Short-term adjustments to climate change are efforts to optimize production with major system changes. They are autonomous in the sense that no other sectors (e.g., policy, research) are needed for their development and implementation. Thus, short-term adjustment can be considered the first defense tool against climate change. A large range of such adjustments have been reported, including:

• Changes in planting dates and cultivars: For spring crops, climate warming will allow earlier planting or sowing than at present. Crops that are planted earlier are more likely to have already matured when extreme high temperatures, such as in the middle of summer, can cause injury. Earlier planting in spring increases the length of the growing season; thus, earlier planting and use of long-season cultivars will increase yield potential, provided moisture is adequate and the risk of heat damage is low. Otherwise, earlier planting combined with a short-season cultivar would give the best assurance of avoiding heat and water stresses. Deeper planting of seeds also will contribute to making seed germination more likely. For winter crops (i.e., cereals), this approach may cause problems because their cycle length often is linked with cold temperature requirements (vernalization) that may not be completely fulfilled during warmer winters. Late cultivars also may not be able to escape heat and drought risks in the summer. Winter cereals must have a specific growth stage before the onset of winter to ensure winter survival, and they often are sown when temperatures approach the time when vernalization is most effective (Harrison and Butterfield, 1996). This may mean later sowings in northern Europe under climatic warming.
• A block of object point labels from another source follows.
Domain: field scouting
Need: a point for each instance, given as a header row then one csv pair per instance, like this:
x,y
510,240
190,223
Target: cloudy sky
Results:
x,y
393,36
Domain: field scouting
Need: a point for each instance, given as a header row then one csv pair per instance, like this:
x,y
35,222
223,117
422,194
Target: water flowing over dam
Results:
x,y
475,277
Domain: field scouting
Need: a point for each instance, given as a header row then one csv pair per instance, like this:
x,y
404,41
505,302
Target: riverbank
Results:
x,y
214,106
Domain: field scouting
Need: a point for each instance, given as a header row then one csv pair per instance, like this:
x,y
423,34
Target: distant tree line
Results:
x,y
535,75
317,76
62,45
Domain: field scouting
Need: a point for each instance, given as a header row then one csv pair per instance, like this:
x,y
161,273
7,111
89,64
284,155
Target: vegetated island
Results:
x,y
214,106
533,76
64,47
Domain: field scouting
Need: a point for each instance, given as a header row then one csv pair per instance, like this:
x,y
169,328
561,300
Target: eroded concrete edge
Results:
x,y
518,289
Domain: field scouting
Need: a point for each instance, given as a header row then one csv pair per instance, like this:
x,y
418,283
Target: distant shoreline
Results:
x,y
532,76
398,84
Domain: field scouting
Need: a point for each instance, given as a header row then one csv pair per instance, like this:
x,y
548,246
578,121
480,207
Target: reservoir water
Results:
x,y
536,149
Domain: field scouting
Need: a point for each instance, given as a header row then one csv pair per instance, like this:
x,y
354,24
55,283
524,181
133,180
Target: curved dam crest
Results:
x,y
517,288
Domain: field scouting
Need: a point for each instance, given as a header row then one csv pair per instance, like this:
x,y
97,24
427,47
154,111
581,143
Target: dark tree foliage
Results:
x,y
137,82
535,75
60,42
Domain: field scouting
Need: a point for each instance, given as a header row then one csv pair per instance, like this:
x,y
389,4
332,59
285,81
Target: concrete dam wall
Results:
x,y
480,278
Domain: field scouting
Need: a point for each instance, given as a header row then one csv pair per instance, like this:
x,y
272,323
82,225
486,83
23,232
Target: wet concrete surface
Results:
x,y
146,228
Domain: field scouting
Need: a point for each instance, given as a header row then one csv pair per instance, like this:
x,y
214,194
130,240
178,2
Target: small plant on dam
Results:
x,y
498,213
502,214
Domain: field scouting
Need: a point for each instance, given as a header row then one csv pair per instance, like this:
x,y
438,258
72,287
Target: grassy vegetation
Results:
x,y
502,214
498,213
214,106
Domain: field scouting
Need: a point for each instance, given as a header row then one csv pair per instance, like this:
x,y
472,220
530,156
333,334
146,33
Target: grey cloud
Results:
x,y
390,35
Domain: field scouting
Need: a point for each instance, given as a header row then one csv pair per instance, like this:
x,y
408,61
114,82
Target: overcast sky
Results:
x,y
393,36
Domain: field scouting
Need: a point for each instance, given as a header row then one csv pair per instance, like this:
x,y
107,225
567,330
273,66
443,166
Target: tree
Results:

• Changes in external inputs: External inputs are used to optimize production of crops in terms of productivity and profitability. The use of fertilizers generally is adjusted to fit the removal of nutrients by the crop and any losses of nutrients that may occur during or between growing seasons. A change in yield level therefore, all other things being equal, will imply a corresponding change in fertilizer inputs. Projected increases in atmospheric CO₂ concentration will cause a large nitrogen uptake by the crop and thus larger fertilizer applications. On the other hand, climatic constraints on yields may lead to less demand for fertilizers. Changes in climate also may cause larger (or smaller) losses of nitrogen through leaching or gaseous losses. This also may lead to changes in the demand for fertilizer. Global warming will lead to a higher incidence of weeds, pests, and diseases in many areas and thus to potentially increased use of chemical control measures (e.g., pesticides). These inputs can be kept low through adoption of integrated pest management systems, which adjust control measures to the observed problem and also take a range of influencing factors (including weather) into account. Current fertilizer and pesticide practices are based partly on models and partly on empirical functions obtained in field experiments. These models and functions are updated regularly with new experimental evidence. This process probably will capture the response of changes in the environment through CO₂ and climate. It is important, however, that agricultural researchers and advisors are aware of the possible impact of global change on the use of external inputs, so that older empirical data are used with proper caution.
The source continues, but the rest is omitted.